Regarding This Man Is You!, the program he helped develop, he said it is “all about a personal encounter with Jesus Christ so that Jesus Christ can transform lives.”
“The program encounters men wherever they are in their spiritual lives and seeks to take them further,” Hartfiel said. “Individual lives are transformed. Families are renewed and restored. Parishes experience the impact of this new passion for the Lord.”
“So many men are lost, trapped, confused, depressed, and totally entrenched in the ways of modern culture. Literally, the number one cause of disability today is depression. That’s crazy! As men of God we can do better,” he said.
Okino likes the way TMIY “presents our true Catholic faith in a practical and understandable way. Those who persevere through the sessions are often astounded at what they don’t know about our Catholic faith. It opens their eyes.”
TMIY has registered more than 100 men at his parish over the past five years, Okino said.

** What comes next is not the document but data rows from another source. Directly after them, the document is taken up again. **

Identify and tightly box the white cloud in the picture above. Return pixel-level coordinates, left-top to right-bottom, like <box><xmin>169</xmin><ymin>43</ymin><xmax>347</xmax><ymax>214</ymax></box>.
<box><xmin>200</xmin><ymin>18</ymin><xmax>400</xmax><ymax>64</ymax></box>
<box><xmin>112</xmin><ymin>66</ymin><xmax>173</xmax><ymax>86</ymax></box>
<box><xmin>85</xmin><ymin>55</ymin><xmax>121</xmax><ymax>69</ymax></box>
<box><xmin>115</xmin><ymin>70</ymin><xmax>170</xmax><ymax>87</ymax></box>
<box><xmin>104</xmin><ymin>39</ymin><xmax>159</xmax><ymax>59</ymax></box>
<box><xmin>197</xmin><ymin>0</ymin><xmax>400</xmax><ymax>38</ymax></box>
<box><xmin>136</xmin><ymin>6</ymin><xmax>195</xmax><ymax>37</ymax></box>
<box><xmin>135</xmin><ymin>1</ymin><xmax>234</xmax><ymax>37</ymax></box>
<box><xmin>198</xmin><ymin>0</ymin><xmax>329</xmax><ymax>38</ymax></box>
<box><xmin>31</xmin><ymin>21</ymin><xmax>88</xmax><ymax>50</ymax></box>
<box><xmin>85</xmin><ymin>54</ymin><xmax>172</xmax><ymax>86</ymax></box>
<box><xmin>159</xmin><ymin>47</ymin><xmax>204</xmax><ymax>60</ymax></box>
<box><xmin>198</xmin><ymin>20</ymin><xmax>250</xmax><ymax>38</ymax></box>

But many sign up and don’t come, or don’t stay for the duration of the program.
“There are a few that have been set on fire and have been with us from the beginning,” Okino said. The present weekly sessions attract 10-12 participants.
Resurrection Parish, which has had TMIY since 2013, has registered 130 men, some from other parishes, Arakawa said. Of them, 20-25 participate weekly.
Hartfiel said an advantage of the program is the small groups.
“A band of brothers is formed,” he said. “In a physical battle, no solider could survive alone. There is no such thing as a lone soldier. The same is true in spiritual battle. But the stakes are even higher! The consequences are eternal!”
According to Hartfiel, TMIY brings together 25,000 men each week in 725 parishes, in 147 dioceses, in eight countries.
But the two local programs could use a lift, Okino said.
“Men in Hawaii today are apathetic about their faith,” he said. “They believe it doesn’t matter or make a difference (or) they feel that it will take too much effort.”
Some mainland conferences attract more than 1,000 men, he said. “Our previous conferences have attracted less than 100 men. We need to get the men back into the battle for souls.”
Arakawa sees the challenge as men being too busy. “Men desire to be better but it’s not a priority right now, or they just can’t make the time,” he said. “How do we change their priorities?”